Startup Check-In

FinTech Firms Combine KYB With KYC For Identity Verification

Global Data Consortium

With the fifth European Union (EU) Anti-Money Laundering Directive (AMLD 5) coming into force and raising a concern over the fourth AMLD, beneficial ownership is becoming front-and-center for financial firms. “This whole beneficial ownership aspect of a transaction is only becoming more and more important,” Global Data Consortium (GDC) Co-Founder Charles Gaddy told PYMNTS in an interview.

Forex companies, in particular, move money as they change it from different currency types. So the idea that the money laundering directive in Europe would mandate beneficial ownership as a part of enhanced customer due diligence “is, in some ways, the logical next step,” Gaddy said. GDC, for instance, started out with a solution set for know your customer (KYC) in an eCommerce use case where the company was conducting high-velocity ID verification. Then the fourth money laundering (4MLD) directive came out, which started to mandate more and more in the realm of customer due diligence, so the company added a compliance check.

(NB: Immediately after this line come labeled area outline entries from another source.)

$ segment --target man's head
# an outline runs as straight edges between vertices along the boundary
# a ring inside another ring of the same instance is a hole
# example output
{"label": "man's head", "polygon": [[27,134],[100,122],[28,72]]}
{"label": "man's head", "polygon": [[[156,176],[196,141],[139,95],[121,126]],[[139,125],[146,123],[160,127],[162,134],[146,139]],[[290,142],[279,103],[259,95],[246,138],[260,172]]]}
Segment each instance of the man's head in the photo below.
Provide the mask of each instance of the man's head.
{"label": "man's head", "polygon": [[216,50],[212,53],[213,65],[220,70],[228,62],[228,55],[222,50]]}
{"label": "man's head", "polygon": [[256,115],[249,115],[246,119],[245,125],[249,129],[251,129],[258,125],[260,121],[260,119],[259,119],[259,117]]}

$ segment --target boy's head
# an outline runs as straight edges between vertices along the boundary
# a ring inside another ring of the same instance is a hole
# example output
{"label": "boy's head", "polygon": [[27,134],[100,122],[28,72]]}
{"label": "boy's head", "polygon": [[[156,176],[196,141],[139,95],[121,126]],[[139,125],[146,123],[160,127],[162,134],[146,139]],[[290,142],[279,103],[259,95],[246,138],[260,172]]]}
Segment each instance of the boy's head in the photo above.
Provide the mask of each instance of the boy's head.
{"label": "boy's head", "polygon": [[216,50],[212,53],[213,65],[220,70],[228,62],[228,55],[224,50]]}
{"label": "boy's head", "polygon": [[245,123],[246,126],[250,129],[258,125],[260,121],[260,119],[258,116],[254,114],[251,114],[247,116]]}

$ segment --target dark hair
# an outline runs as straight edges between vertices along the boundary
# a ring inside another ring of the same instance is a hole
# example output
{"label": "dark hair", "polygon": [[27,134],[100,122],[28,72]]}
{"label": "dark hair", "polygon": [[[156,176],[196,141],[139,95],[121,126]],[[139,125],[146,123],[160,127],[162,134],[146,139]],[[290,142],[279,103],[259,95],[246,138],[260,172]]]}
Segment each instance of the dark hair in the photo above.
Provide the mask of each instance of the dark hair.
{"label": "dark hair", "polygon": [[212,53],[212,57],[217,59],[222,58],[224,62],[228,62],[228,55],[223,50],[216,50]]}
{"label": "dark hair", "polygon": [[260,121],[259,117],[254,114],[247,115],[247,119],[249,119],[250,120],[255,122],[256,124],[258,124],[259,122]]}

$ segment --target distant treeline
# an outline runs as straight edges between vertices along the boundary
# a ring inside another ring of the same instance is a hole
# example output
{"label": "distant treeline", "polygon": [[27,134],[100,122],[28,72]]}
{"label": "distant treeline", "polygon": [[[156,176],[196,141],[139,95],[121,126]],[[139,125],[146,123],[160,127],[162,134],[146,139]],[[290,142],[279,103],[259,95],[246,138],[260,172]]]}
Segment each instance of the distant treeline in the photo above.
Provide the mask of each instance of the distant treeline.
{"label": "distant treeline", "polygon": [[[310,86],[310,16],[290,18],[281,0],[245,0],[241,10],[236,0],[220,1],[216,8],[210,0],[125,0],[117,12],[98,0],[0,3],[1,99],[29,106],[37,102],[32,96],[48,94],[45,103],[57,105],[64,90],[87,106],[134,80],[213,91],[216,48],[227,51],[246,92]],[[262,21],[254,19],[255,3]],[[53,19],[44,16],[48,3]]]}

In that case, the company checks two different sources in a given country with two different rule sets. That procedure can be described as a two-by-two check, and is geared toward verifying individuals on two sides of a transaction. Through the new standards, however, the idea is to also check for the beneficial owners of companies involved in a transaction. Those entities are part of a monetary transaction contingent on purpose, velocity and volume and own a portion — 25 percent, for example — of an organization. (The percentage may vary in different markets.)

When firms have no reason to question its validity, they can rely on the information provided by the customer or corporate officers. But regulators are now requiring firms to use risk-based policies and procedures to determine a customer’s risk scores and to use risk scores to establish a baseline for transaction and relationship monitoring. At the same time, the fourth anti-money laundering directive expands the idea of customer due diligence to enhanced customer due diligence (eCDD) — a set of compliance regulations to which financial firms must adhere when doing business with consumers and corporate banking clients.

That framework assesses potential risks, such as money laundering and terrorist financing, that firms face in relationships with specific customers. More detailed eCDD — especially for business accounts, trusts and high-net-worth (HNW) accounts — has become a focus for regulators, governments and agencies. The Panama Papers, for instance, have provided a behind-the-scenes view into the legal practices and transaction structures used by some corporations and high-profile individuals to avoid regulatory reporting requirements.

With these factors in play, FinTech firms are evolving their offerings to keep up with the new regulatory challenges. FinTech startups like GDC are seeking to evolve with the times, combining these know-your-business (KYB) checks with know your customer (KYC) and underlying technology to provide an application programming interface (API). Financial firms can then consume the API call and sign off on it regardless of country or use case, which means foreign exchange firms can exchange money with more velocity — or maintain the same speed as before the regulations.